The last lay building of Antoni Gaudí, Casa Milà (popularly known as La Pedrera) has no straight line. It is a daring feat of architecture and the culmination of the architect’s experimental attempts to recreate natural forms with bricks and a mortar (in addition to pottery and bottles of broken cava, which is called trencadis). It is a World Heritage Site and has a marine air through entangled balconies, seaweed gates, sea foam ceilings and interior courtyards as blue as a mermaid’s cave.
When it was finished, in 1912, it was a work so modern for its time that the woman who financed it, Roser Segimon, became the laughingstock of the city. Santiago Rusiñol said, on the undulating facade, that a snake would be a domestic animal more than adequate for the owners of the building. Even so, La Pedrera has become one of the most beloved buildings in Barcelona and the architects adore it for its extraordinary structure: there is no master wall and the wide and asymmetrical windows of the facade get a lot of natural light.

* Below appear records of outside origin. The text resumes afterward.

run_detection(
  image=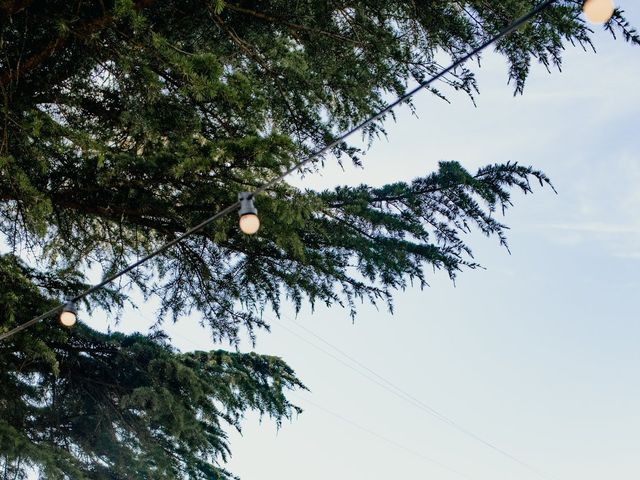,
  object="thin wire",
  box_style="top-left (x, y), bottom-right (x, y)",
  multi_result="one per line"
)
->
top-left (276, 316), bottom-right (553, 480)
top-left (289, 392), bottom-right (471, 479)
top-left (116, 311), bottom-right (471, 479)
top-left (0, 0), bottom-right (556, 341)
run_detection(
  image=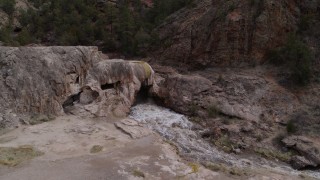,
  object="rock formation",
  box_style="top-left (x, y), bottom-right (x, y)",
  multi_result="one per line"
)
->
top-left (0, 47), bottom-right (153, 128)
top-left (151, 0), bottom-right (319, 69)
top-left (282, 136), bottom-right (320, 169)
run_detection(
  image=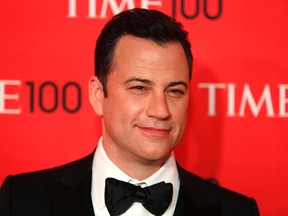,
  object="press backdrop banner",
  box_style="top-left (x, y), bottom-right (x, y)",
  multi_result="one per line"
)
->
top-left (0, 0), bottom-right (288, 216)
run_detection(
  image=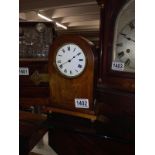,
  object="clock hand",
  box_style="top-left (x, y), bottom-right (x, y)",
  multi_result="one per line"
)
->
top-left (120, 33), bottom-right (135, 42)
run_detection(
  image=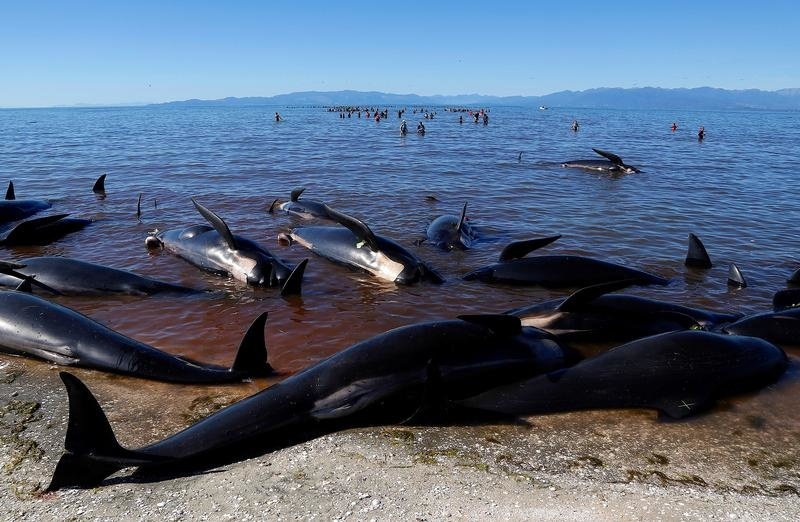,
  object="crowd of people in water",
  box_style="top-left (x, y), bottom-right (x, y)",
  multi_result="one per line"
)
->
top-left (314, 105), bottom-right (706, 141)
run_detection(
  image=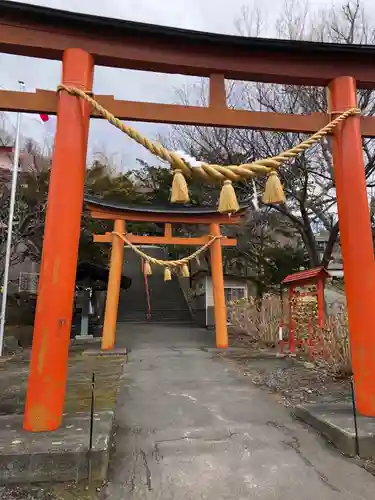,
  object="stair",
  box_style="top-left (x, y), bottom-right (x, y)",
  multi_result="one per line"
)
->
top-left (118, 247), bottom-right (192, 324)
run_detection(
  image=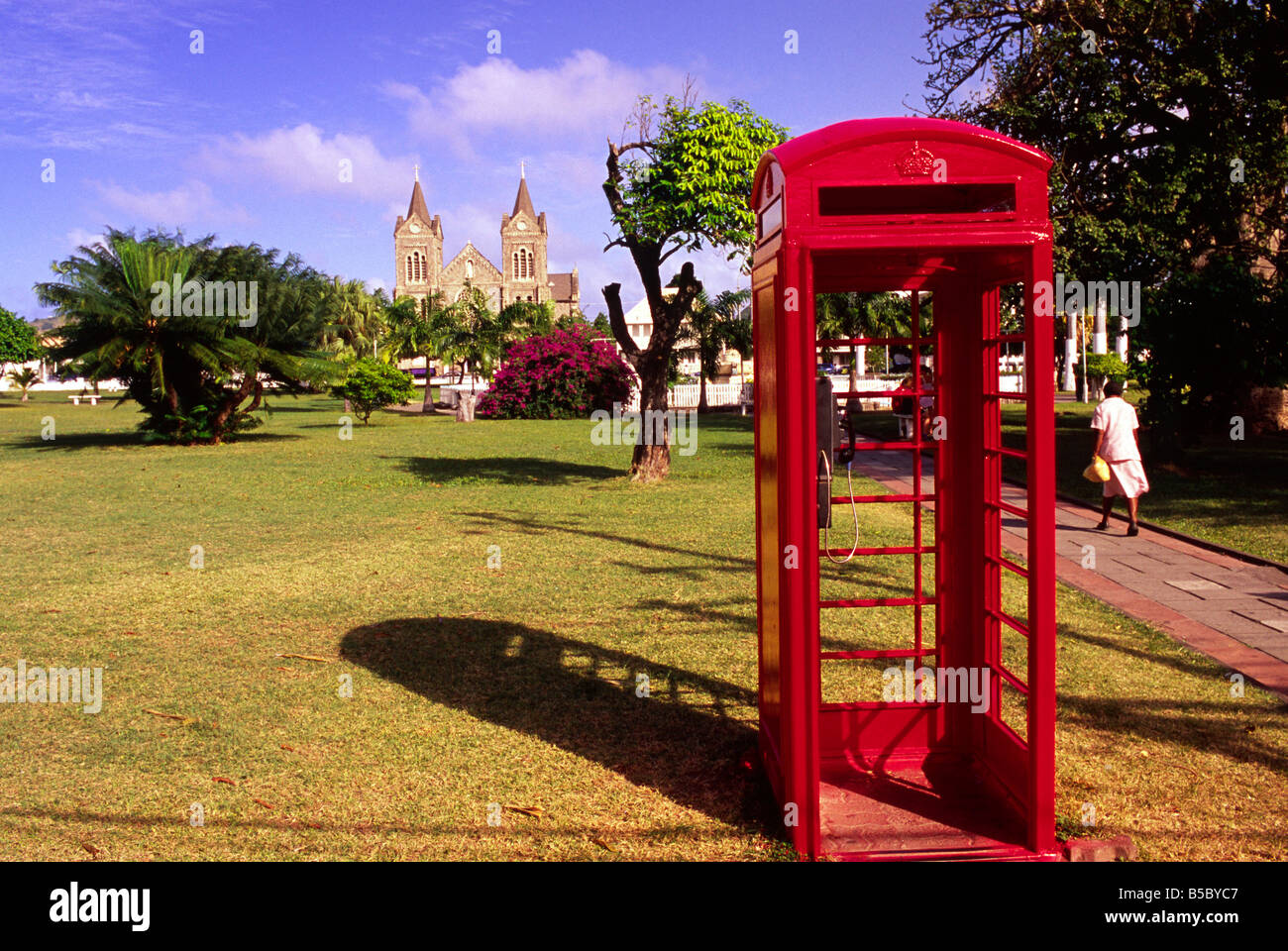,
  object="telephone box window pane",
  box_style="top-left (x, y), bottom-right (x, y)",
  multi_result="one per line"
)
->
top-left (818, 183), bottom-right (1015, 217)
top-left (759, 197), bottom-right (783, 239)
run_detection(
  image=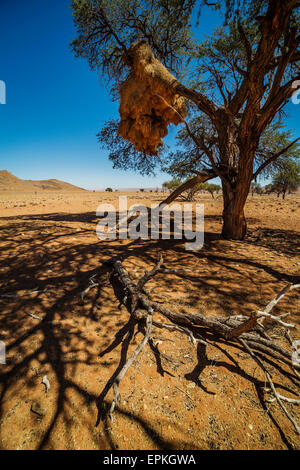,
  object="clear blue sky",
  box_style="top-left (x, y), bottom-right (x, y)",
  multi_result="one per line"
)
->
top-left (0, 0), bottom-right (300, 189)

There are three exhibition spaces. The art gallery on the first floor houses a good diversity of artists. The space above offers a better appreciation of Gaudí: you can visit a modernist apartment rebuilt on the fourth floor, with the bedroom suite of Gaspar Homar. The attic, framed by parabolic arches worthy of a Gothic cathedral, houses a museum about the career of Gaudí. The best thing is that you can walk on the roof of the building between chimneys covered with trencadís and whose top recreates a medieval knight’s helmet, hence the poet Pere Gimferrer call it ‘the garden of the warriors’.